Pundit Dinesh D'Souza's illegal campaign contributions. What was he thinking?

Conservative commentator Dinesh D’Souza, known for his film '2016 Obama’s America,' admitted in court he had two associates contribute $10,000 each to the campaign of Senate candidate Wendy Long.

Lucas Jackson/Reuters
Conservative commentator and best-selling author, Dinesh D'Souza exits the Manhattan Federal Courthouse after pleading guilty in New York, May 20, 2014. D'Souza pleaded guilty to one criminal count of making illegal contributions in the names of others.

Conservative commentator and filmmaker Dinesh D’Souza pleaded guilty Tuesday to using “straw donors” in 2012 to channel more money than the law allows to New York Republican candidate Wendy Long, an old friend from college who was running for the US Senate.

Appearing in federal court in Manhattan, Mr. D’Souza, known for his controversial film “2016 Obama’s America,” admitted that he had two close associates contribute $10,000 each to Long’s campaign with the understanding that he would pay them back, according to the Associated Press.

“I did reimburse them,” D’Souza told US District Judge Richard M. Berman. “I knew that causing a campaign contribution to be made in the name of another was wrong and something the law forbids. I deeply regret my conduct.”

It’s possible D’Souza will be jailed as part of his sentence. The plea agreement he signed calls for him to refrain from challenging any sentence up to 16 months.

His attorney, Benjamin Brafman, said in a statement that he hoped the presiding judge “will recognize Mr. D’Souza to be a fundamentally honorable man who should not be imprisoned for what was an isolated instance of wrongdoing in an otherwise productive life.”

Sentencing was set for September 23.

D’Souza worked as a White House policy adviser under President Reagan. In 2012 he co-directed and wrote “2016 Obama’s America” based on his own previous writings. The film argued that President Obama wants to reduce the world role of the United States while advancing the causes of nations held back by perceived US colonialism or military domination.

Democrats thought the film a paranoid fantasy, while many conservatives praised what they saw as its insights about Obama’s roots. Many on the right thus wondered whether D’Souza was being prosecuted due to his partisan beliefs.

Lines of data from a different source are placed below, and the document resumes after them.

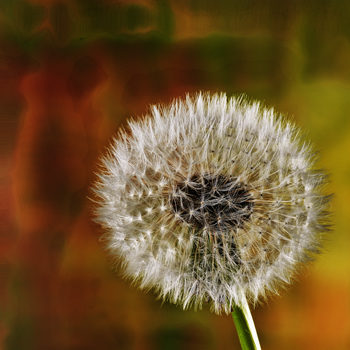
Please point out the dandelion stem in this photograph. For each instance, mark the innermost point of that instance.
(245, 327)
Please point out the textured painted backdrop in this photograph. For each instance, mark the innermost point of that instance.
(71, 73)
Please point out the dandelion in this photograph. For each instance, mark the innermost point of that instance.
(212, 200)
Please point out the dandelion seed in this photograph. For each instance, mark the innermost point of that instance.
(217, 201)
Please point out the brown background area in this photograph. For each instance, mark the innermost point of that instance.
(71, 73)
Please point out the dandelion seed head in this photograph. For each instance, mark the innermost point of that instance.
(212, 200)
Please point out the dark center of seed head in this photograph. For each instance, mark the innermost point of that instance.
(216, 202)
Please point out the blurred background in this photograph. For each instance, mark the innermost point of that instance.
(71, 73)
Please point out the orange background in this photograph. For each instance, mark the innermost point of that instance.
(71, 73)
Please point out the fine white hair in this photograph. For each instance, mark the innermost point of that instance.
(210, 199)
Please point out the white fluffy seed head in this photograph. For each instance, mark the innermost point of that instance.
(211, 200)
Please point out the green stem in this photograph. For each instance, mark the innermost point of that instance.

Sen. Ted Cruz (R) of Texas, along with several other Republican lawmakers, sent FBI Director James Comey a letter in February seeking information about the assertion of the Justice Department that the case came from a routine FBI review of Federal Election Commission documents, according to an account in Politico.

But as the facts of the case emerged a different reaction occurred on both sides of the political aisle: What was D’Souza thinking?

He appeared to have blatantly enlisted straw donors, one of whom was a then-married woman who was also D’Souza’s girlfriend, to channel extra dollars to Long’s campaign. It is not as if the cash made a difference: Long was running against incumbent Sen. Kirsten Gillibrand (D) in New York, a liberal-leaning state. Senator Gillibrand won the election with 72 percent of the vote.

Long herself was prepared to testify against D’Souza in court.

It is not as if the modern campaign finance regime lacks legal ways to channel bucks to candidates. D’Souza apparently did not want to use those routes.

“Why would D’Souza have tried something as ham-handed as straw donors? If he was intent on wasting tens of thousands of dollars on a doomed Republican campaign in deep-blue New York, he could have just started a PAC and been perfectly safe. What a weird case,” writes the conservative Allahpundit on Hot Air.

That’s a chain of argument some liberals would agree with. Long had absolutely no chance against Gillibrand, writes David Nir, political director at Daily Kos.

“And in this day and age, if you want to circumvent campaign finance limits, that’s why the Supreme Court invented Citizens United, so this just makes D’Souza even dumber,” writes Nir.